Prime Minister Benjamin Netanyahu speaks during a press conference at the Defense Ministry in Tel Aviv, December 16, 2023. (Noam Revkin Fenton/Flash90)

At the Tel Aviv press conference, Netanyahu is asked by a reporter why he did not withdraw from the Oslo Accords, given that he keeps criticizing them.

“I inherited the Oslo Accords,” he says. “The decision to bring the PLO from Tunis, and plant it in the heart of Judea and Samaria [West Bank], and in Gaza, was a decision made and implemented before I became prime minister. I thought it was a terrible mistake and I still do.”

Turning on the reporter, he says: “You and your journalist friends have been blaming me for almost 30 years for putting the brakes on the Oslo Accords, and preventing the Palestinian state. That’s true,” he says.

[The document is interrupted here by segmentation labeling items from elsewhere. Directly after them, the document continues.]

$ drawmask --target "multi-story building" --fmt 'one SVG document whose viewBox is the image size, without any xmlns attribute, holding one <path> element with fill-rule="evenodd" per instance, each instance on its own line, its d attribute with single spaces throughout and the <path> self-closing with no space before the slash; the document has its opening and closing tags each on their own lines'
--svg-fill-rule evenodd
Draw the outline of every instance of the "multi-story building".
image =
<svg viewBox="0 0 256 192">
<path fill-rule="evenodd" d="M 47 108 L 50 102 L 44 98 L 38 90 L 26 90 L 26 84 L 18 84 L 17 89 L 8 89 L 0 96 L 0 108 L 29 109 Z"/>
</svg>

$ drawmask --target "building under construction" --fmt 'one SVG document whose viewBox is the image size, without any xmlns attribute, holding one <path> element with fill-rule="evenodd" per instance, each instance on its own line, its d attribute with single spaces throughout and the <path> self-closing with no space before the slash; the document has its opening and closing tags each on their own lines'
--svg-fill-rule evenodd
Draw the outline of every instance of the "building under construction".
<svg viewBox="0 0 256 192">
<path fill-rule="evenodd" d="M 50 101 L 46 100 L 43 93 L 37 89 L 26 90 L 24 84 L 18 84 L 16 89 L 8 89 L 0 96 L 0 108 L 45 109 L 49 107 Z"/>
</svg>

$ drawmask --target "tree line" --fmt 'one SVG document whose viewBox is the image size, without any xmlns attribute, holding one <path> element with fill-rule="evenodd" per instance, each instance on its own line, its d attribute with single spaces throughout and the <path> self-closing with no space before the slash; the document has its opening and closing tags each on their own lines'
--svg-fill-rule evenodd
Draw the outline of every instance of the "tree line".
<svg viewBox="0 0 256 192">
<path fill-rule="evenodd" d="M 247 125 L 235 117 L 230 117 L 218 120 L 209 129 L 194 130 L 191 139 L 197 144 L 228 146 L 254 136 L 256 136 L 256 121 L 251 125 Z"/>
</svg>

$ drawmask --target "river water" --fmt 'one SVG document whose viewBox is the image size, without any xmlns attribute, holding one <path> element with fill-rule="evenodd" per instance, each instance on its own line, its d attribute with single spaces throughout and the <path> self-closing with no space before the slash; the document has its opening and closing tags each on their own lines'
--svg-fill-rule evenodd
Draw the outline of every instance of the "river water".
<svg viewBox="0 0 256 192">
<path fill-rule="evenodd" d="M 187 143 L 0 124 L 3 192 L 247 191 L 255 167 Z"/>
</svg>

“I’m proud that I prevented the establishment of a Palestinian state because today everybody understands what that Palestine state could have been, now that we’ve seen the little Palestinian state in Gaza. Everyone understands what would have happened if we had capitulated to international pressures and enabled a state like that in Judea and Samaria, surrounding Jerusalem and on the outskirts of Tel Aviv.”

Defense Minister Yoav Gallant describes his own role in the 1990s as a senior IDF officer in Jenin tackling terrorism, and reducing it to a low. Then came the Oslo Accords, “and after a short time, 500 armed Palestinian policemen landed” in the Jenin area, “another 5,000 elsewhere in Judea and Samaria and 7,000 in Gaza.” That started a process with dire consequences, including the vast proliferation of weapons. “The Oslo Accords started that process” and the accords were rife with errors, Gallant says.

Answering a question about the Houthi threat, Gallant says the Yemeni rebels started out attacking ostensibly Israel-affiliated ships and are now attacking all kinds of shipping. “It’s a world problem that also affects Israel,” he says.

He adds that the Houthis have fired “dozens of missiles” at Israel, most of which were destroyed. “We are ready to act. We know what to do. We will find the timing,” says Gallant.

“We are giving a chance” for the international community to deal with the threat to shipping.